NANPA Summit, Day 1

This is my first “convention” attendance as a photographer so I picked the organization that’s most representative of my interest of outdoor photography.  This group holds a Summit each year in a different location, holding workshops, seminars, product demonstrations and a product expo, all geared toward photographers creating images of the outside world.

Today’s session started with a keynote address by Phil Borges – Documenting Issues and Solutions.  He’s a dentist who practiced for a decade or so and then turned to photography.  He said his work was commercial for about three years but then he wanted to do more, use his images to advocate for causes both natural and human.  His presentation discussed books he’s published about cultures and their place in the environment, stories he’s telling of how civilizations change as they collide and the impact it has on individuals.  He said his goal is to personalize to the individual level.  His images are beautiful portraits of people, tinted to focus the viewer’s attention on the person and detailed to connect the viewer intimately.

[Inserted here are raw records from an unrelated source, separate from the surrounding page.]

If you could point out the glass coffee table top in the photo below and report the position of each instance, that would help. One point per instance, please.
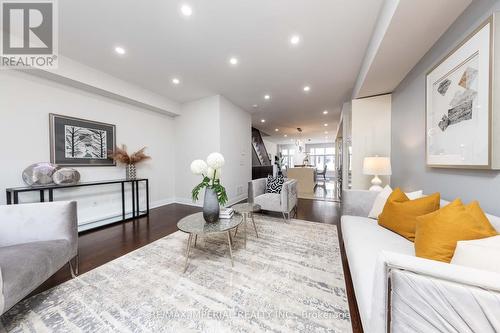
(246, 208)
(196, 224)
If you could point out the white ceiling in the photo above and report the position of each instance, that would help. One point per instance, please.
(161, 44)
(405, 39)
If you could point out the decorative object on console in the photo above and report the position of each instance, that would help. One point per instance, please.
(215, 193)
(458, 105)
(80, 142)
(66, 176)
(121, 156)
(377, 166)
(39, 174)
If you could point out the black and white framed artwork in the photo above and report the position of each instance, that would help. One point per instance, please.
(80, 142)
(458, 105)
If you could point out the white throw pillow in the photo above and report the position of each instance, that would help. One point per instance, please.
(479, 253)
(381, 199)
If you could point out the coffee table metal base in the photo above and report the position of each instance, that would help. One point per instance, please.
(190, 240)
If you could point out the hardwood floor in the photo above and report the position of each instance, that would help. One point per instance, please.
(100, 246)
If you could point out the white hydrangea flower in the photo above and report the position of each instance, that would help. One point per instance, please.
(215, 161)
(199, 167)
(210, 173)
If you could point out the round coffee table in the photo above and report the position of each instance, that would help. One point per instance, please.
(246, 210)
(195, 225)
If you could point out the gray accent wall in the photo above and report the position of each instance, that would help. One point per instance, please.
(408, 126)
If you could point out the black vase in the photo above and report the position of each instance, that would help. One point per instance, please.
(211, 206)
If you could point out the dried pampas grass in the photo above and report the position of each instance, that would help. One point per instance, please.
(120, 155)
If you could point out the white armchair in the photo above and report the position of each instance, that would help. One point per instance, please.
(284, 202)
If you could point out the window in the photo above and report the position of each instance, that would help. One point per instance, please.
(321, 156)
(288, 157)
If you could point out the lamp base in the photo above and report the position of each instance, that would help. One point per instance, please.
(376, 182)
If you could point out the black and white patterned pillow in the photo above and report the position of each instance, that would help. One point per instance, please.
(274, 184)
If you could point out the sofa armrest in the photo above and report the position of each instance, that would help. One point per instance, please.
(420, 295)
(289, 195)
(357, 202)
(39, 222)
(256, 187)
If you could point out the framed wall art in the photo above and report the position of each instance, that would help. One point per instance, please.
(459, 104)
(80, 142)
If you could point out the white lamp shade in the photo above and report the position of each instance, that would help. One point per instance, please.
(380, 166)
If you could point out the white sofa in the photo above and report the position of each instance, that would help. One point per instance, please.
(399, 292)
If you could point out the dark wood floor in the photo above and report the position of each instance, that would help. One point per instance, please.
(100, 246)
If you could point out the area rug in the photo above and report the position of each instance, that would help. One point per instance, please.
(290, 279)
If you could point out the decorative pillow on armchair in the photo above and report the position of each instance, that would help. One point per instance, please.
(274, 184)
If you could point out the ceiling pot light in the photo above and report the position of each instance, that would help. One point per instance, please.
(186, 10)
(120, 50)
(295, 39)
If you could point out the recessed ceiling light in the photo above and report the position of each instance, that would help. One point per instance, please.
(120, 50)
(295, 39)
(186, 10)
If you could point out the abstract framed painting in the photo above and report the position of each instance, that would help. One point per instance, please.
(458, 105)
(80, 142)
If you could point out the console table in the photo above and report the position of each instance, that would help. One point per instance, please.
(13, 194)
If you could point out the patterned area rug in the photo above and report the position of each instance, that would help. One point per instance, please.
(290, 279)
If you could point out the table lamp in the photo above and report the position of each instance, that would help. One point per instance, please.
(377, 166)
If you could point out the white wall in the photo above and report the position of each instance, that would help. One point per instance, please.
(213, 124)
(408, 140)
(197, 134)
(371, 135)
(236, 126)
(25, 104)
(346, 142)
(272, 148)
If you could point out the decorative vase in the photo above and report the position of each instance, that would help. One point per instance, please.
(131, 171)
(211, 206)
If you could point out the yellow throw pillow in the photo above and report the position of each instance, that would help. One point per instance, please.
(400, 213)
(437, 233)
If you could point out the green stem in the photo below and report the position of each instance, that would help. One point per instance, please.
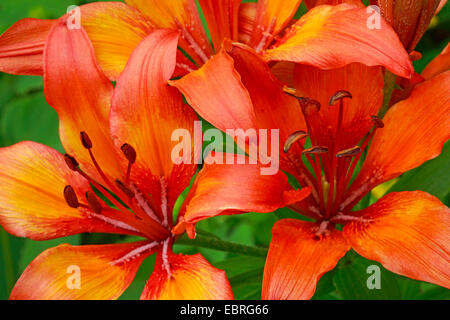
(7, 259)
(220, 245)
(389, 85)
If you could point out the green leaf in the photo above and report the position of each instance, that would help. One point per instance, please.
(433, 176)
(30, 118)
(245, 276)
(351, 281)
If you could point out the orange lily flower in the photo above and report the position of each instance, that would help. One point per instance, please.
(409, 18)
(408, 232)
(118, 141)
(326, 37)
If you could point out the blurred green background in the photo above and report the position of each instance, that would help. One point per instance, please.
(25, 115)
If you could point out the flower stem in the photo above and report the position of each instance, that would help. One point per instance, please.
(203, 241)
(389, 85)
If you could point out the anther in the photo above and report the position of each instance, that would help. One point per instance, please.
(124, 188)
(93, 202)
(377, 122)
(349, 152)
(85, 140)
(317, 149)
(129, 152)
(71, 162)
(71, 197)
(294, 137)
(339, 96)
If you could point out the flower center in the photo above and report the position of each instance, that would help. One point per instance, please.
(328, 168)
(120, 203)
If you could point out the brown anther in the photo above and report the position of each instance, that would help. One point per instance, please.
(377, 122)
(308, 103)
(349, 152)
(129, 152)
(71, 197)
(317, 149)
(85, 140)
(93, 202)
(71, 162)
(294, 137)
(124, 188)
(339, 96)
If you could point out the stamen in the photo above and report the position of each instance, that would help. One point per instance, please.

My next session was Katherine Feng describing her path from amateur to professional, and the way her journey has brought her to new places.  She’s building her niche with photographs of China – culture, people, environment, wildlife.  She admits that China is a pretty big niche so she focuses her work on those specific areas, showing how they interact for good or bad.  As a veterinarian her interest goes to animals so she has amazing photographs and videos of panda’s at a research institute in northwestern China.

Next was more business focused – what is this stock photography thing and how can it work for me?  Three agency representatives showed examples of outdoor photography currently selling from their shops, discussed how they look for photographers and clients, and went over some details on how to present to them so the work gets noticed.  With thousands of people submitting to stock on the web and professional photographers having personal relationships with agency decision-makers, this feels like both a good and difficult opportunity to grasp.  It is another way to get images out for consideration, and possibly income.

Finally, a brief discussion and slideshow about photographing in the Galapagos.  The gist of the presenter’s message is animals there generally aren’t afraid of people, so leave the long lenses at home and prepare to get up-close and personal with a wide range of tropical wildlife.  They recommended going with a small photography tour in order to have more time to shoot and not be crowded or pressed for time.  Got me excited and interested in a place I’d never considered going to, especially when they showed photographs of birds sitting on their hands and sea lions coming up to nose around their ankles.

Many side opportunities to just look at people’s images and get involved.  Several photos were displayed and attendees were asked to submit captions for them – funny captions.  A door prize was offered to encourage participation but I think most photographers would rise to the challenge regardless of incentive.  At the end of the day 12 or so photographers gave 3 minute presentations of their work around a common theme provided by the Summit.  It was great to see the range of people exploring distant, exotic locales as well as their back yards and local parks.